Which Side of a Graduation Cap Does the Tassel Go On?
If every tassel on every graduation cap was always meant to go on the same side, it might be easier to remember which side that was. But that’s not how it works: Some tassels start on one side and are switched to the other side during or after graduation, while others stay on the same side the whole time. It all depends on what degree you’re getting.
As Shutterfly explains, students earning a high school or undergraduate degree start with the tassel on the right. After you’ve actually graduated, you move it to the left. Often during a graduation ceremony (probably after diplomas have been handed out), a presider will tell everyone it’s time to shift their tassels from right to left. If you need a handy mnemonic device to help you nail that protocol, just remember that the right side is the right side—and when you move it to the left, you’ve officially left school.
But once you have an undergraduate degree, your tassel remains on the left side for any higher degrees: master’s degree, doctorate, etc. There’s no switching involved in these ceremonies; the tassel starts on the left and stays on the left.
What Does the Turning of the Tassel Actually Mean?
College kids have been wearing tassels on mortarboard caps at least since the 17th century, when golden tassels at universities like Oxford and Cambridge distinguished members of the nobility from lower-class students, who wore black tassels. The side-switching convention is much more recent; and while it’s not clear exactly how it originated, it is clear that it didn’t actually used to be for seniors.
One of the earliest occurrences was during the 1901 graduation ceremony for the Woman’s College of Baltimore City (now the co-ed Goucher College). The entire student body wore caps, each class dangling the tassel off a different corner. Once the seniors received their diplomas, the three younger classes shifted their tassels to the next corner. As The Baltimore Sun explained after the 1902 ceremony, the motion indicated that each student “had turned another corner in her college career.”

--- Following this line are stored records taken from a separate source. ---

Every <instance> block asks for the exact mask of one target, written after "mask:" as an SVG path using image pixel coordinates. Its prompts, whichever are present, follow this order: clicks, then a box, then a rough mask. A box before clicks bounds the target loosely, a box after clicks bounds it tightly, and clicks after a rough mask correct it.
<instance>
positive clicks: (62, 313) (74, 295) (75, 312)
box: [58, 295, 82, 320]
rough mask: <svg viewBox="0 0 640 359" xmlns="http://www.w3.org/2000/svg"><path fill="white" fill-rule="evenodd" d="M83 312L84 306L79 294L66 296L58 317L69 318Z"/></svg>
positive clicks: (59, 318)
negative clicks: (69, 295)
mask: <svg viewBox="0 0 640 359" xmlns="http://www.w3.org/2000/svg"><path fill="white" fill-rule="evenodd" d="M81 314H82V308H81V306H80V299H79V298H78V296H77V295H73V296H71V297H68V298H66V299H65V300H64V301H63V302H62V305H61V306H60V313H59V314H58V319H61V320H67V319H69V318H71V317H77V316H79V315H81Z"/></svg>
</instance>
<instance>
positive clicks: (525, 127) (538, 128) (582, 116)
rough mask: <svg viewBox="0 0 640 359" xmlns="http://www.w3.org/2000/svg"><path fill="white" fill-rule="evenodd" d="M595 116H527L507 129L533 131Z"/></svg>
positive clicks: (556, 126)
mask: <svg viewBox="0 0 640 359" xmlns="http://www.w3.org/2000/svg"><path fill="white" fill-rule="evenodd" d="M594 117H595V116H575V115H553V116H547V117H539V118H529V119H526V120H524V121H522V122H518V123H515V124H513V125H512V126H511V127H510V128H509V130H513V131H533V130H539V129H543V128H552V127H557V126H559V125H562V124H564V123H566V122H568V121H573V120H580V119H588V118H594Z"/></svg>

The tradition steadily gained popularity as the 20th century wore on, but it continued to be for the younger students well into the 1960s. Sometimes, it was the seniors who turned the tassels of their underclass counterparts. By the early ’70s, however, seniors had started turning their own tassels, which came to symbolize the end of their academic careers and entrance into the real world—the same way we view the custom today.